There is probably a full manual on the CD that came with it that has more information.
Usually you must install the software for it BEFORE you first plug it in
If the software has it's own wireless settings program, you don't need it for XP - it's easier to use XP's built in Wireless Zero utility
If you can choose to NOT install that when you install the software, don't install it..
If it is already installed
- look in Control Panel Add / Remove Programs - if the Airlink drivers and wireless settings program are listed separately, un-install the program.
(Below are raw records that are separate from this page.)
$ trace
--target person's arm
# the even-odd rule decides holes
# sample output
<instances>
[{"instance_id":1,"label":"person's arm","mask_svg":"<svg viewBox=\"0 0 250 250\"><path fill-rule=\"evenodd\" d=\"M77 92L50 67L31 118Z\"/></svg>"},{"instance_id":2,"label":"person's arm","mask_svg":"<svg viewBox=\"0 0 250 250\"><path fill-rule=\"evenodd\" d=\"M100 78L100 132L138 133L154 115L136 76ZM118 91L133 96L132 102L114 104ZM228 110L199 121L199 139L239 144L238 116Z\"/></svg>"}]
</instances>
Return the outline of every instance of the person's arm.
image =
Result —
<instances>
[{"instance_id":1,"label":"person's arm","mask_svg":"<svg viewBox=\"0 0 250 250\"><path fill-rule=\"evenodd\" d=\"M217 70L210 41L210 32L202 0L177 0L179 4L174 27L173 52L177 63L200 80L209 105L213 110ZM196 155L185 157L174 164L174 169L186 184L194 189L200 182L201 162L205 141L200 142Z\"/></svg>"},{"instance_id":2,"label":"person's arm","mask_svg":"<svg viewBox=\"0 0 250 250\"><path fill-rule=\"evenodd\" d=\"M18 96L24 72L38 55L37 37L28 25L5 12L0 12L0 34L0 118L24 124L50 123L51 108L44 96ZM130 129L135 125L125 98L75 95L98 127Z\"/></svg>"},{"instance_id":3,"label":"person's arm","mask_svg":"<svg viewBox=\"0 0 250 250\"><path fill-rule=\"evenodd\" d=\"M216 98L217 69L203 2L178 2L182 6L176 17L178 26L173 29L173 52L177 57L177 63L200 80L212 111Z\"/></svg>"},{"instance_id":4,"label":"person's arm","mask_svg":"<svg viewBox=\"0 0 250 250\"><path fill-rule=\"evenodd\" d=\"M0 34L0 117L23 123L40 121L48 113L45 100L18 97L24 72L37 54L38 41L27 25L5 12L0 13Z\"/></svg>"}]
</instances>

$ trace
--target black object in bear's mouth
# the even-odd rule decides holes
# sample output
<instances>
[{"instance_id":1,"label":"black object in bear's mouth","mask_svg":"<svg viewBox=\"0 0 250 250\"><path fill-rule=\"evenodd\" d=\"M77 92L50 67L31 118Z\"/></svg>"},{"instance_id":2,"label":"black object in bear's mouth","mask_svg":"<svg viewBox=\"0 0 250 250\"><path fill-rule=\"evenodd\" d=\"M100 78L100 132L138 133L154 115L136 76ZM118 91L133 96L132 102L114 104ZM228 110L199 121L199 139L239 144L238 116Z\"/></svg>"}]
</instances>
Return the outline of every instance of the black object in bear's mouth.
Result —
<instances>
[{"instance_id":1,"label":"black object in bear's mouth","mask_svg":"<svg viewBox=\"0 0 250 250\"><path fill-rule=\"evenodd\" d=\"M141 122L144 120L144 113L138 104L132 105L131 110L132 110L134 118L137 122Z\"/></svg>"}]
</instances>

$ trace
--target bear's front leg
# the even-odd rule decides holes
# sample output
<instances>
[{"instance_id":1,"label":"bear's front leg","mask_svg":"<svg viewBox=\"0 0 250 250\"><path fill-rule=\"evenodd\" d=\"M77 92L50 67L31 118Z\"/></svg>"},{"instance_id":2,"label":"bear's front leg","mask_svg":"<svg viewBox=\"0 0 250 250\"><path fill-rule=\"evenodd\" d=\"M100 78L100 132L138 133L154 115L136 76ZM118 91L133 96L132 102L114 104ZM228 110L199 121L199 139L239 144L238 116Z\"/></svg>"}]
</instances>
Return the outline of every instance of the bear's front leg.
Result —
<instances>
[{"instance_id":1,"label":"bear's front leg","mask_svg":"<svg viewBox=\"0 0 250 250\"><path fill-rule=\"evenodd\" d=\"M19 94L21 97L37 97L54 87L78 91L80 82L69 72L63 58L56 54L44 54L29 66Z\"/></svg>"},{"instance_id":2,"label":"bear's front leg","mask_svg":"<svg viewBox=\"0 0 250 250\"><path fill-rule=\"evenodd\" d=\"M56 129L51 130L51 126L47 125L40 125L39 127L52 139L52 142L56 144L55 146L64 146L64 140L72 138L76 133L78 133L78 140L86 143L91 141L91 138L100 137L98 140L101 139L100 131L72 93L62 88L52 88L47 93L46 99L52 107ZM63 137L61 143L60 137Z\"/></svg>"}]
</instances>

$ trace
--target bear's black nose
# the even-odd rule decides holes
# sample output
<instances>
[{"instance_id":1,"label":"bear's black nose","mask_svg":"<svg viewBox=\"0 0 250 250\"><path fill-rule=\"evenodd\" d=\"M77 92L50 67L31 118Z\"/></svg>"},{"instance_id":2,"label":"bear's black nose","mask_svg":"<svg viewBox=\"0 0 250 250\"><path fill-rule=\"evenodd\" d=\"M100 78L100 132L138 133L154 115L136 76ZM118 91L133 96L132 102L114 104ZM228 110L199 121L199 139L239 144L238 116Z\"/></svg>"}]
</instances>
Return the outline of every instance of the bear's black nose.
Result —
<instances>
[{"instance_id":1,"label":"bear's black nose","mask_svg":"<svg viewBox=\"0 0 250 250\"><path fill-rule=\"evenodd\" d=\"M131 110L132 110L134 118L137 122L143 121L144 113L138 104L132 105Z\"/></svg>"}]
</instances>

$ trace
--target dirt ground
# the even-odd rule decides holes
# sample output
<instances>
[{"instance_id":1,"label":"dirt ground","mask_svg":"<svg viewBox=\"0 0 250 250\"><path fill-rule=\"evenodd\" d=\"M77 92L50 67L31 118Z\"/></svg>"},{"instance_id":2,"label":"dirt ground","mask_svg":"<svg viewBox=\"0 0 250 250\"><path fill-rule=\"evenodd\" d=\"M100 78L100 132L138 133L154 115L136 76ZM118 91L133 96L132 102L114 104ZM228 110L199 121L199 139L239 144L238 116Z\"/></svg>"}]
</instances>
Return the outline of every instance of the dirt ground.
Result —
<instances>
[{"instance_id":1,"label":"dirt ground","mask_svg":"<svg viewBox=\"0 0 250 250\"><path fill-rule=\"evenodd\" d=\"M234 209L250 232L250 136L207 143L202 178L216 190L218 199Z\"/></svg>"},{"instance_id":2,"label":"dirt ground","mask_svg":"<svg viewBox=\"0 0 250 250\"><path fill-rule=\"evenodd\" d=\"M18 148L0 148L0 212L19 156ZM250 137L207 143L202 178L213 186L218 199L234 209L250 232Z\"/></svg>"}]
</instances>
- if you can't do that - Start - Run - type: msconfig , click OK or press Enter - click on the Startup tab - if you see a line that loads the Airlink wireless settings program, click on the box at the beginning of the line to remove the checkmark , etc., etc. You will be prompted to Restart the computer - do that - when the desktop first loads a window will pop up for System Configuration or similar - click on the small blank box on it to insert a checkmark, click on the large X top right of the window to close it.
Once the Airlink settings program is not loading,
Control Panel - Network Connections - your Airlink wireless adapter should show up there,
Either there, or in My Network Places, you should see View or Search for available wireless connections oir similar .
Click on that, find the connection with the SSID (label) for your own router, click on connect.
If it says Security enabled or similar, you must supply the correct encryption key or password - the same one as in your router's configuration.
If you need to find out what that is, you can access the router's configuration on any other computer at your location that can already connect to the router and get on the internet, or you can connect a network cable betwween the wired netrwork port on your own computer and the router's wired network port.
Setting up a wireless network connection is not as straight forward as (as easy as) setting up a wired network connection.
If you're connecting to your own wireless router, the Security settings in your wireless adapter's settings must be compatible with the Security settings in the router's configuration settings.
If you want to connect to someone else's router, your wireless adapter's settings for THAT connection must be compatible with the Security settings in THAT router's configuration settings.
You must choose a wireless connection to connect to. You can only connect to one wireless connection at a time with a particular wireless adapter.
You can't connect to the internet via a wired and a wireless connection at the same time on the same computer - one or the other.
If you have both a wired and wireless connection to a router from the same computer, disconnect the wired connection while you're setting up your wireless adapter's internet connection, after you can connect to your router wirelessly.
If you look for available wireless networks in you wireless utility and you see "security enabled" or similar for a connection, then when you try to connect to that connection, if your security settings for that connection - most likely the encryption key string or password - are NOT right, you WILL NOT be able to connect to that wireless connection, until you supply the right type of and right encryption key or password.
For the connection to your own router that you can access physically
- the SSID must be the same - the label you see for your router when you look at your available wireless connections list
- the type of encryption must be the same
- the encryption key or password must be the same
- in Win 98SE, the wireless channel used may need to be the same (2000 and above can auto detect whatever channel it is the router is using in Window's Wireless Zero utility).
If you don't know what the Security settings are for a router that has "security enabled" or similar
- in someone else's router, you can't access it unless that person chooses to tell you their settings - at the very least the encryption type and key or password, maybe more.
- in your own router, you need to access it's configuration settings. If you can't connect to it wirelessly, then you MUST connect to the router on a computer that is connected to it via a network cable or wirelessly - your computer via a network cable, or another computer in your local network.
The manual for the router tells you
- the URL you use in your internet browser to access the router's configuration log in screen
- the default user name and password you use to access the configuration settings
If you're not sure what to do there, we need the make and model of your wireless router.